From DNA to Data: The Process of Genome Sequencing

Bioinformatics has expanded beyond just analyzing genome sequence data and is now used for various important tasks such as studying gene variation and expression, predicting and analyzing gene and protein structure and function, detecting gene regulation networks, creating simulation environments for whole-cell modeling, complex modeling of gene regulatory dynamics and networks, and presenting and analyzing molecular pathways to gain insight into gene-disease interactions.

Methods used for Creating Library (DNA to Data)

Sample Collection and DNA Extraction: Genomic DNA isolation is a fundamental step in many molecular biology experiments, including genome sequencing, gene expression analysis, and genetic engineering.
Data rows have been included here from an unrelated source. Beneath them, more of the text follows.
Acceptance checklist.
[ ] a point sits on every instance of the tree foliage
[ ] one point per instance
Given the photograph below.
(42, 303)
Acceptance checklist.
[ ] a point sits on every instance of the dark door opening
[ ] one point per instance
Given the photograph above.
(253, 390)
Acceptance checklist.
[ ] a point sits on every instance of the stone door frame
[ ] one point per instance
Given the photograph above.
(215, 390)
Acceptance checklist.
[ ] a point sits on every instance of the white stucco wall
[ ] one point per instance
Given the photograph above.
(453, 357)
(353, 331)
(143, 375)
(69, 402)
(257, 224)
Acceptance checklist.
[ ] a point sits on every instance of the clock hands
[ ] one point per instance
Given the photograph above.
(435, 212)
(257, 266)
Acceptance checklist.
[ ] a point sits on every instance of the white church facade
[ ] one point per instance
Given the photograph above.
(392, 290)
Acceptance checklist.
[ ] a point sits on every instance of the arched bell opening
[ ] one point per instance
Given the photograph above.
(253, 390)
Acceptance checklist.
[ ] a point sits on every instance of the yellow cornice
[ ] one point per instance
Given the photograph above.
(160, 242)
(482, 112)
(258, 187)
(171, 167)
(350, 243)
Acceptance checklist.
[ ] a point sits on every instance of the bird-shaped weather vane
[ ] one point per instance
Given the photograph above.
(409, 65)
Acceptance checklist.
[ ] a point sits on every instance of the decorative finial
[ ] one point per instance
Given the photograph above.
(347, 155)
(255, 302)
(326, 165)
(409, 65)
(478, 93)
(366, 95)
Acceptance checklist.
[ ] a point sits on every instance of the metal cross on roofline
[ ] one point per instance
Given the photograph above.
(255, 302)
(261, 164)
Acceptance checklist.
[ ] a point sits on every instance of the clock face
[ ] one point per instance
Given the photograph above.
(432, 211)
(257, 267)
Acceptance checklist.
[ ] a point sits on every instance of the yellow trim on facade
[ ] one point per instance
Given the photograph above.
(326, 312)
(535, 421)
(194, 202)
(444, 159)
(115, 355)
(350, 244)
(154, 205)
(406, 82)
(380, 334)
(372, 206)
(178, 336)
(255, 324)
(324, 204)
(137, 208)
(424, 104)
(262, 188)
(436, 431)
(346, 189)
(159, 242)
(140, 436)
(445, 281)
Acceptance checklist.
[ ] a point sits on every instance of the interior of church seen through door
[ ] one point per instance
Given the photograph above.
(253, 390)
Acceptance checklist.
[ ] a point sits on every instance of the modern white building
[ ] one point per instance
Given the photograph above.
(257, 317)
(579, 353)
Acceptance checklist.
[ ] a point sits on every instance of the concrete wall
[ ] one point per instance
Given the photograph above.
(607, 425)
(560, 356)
The quality and quantity of the extracted DNA can significantly impact the downstream applications’ success, accuracy, and reliability. There are several methods available for DNA extraction, and the choice of method depends on the source of DNA, the downstream applications, and the required quality and quantity of DNA.

There are two primary solution-based approaches for DNA isolation:

1) Solution-based methods that use organic solvents, and

2) Those that rely on a solid base technique.

DNA Fragmentation: The genomic DNA is randomly fragmented into smaller pieces, typically ranging in size from 100 to 1000 base pairs. DNA can be shortened for library preparation using three common methods: Physical (using sound or pressure to break it into smaller pieces) -Sonication, enzymatic (using enzymes to cut or move the DNA), and chemical (breaking it down by heating it with certain metals).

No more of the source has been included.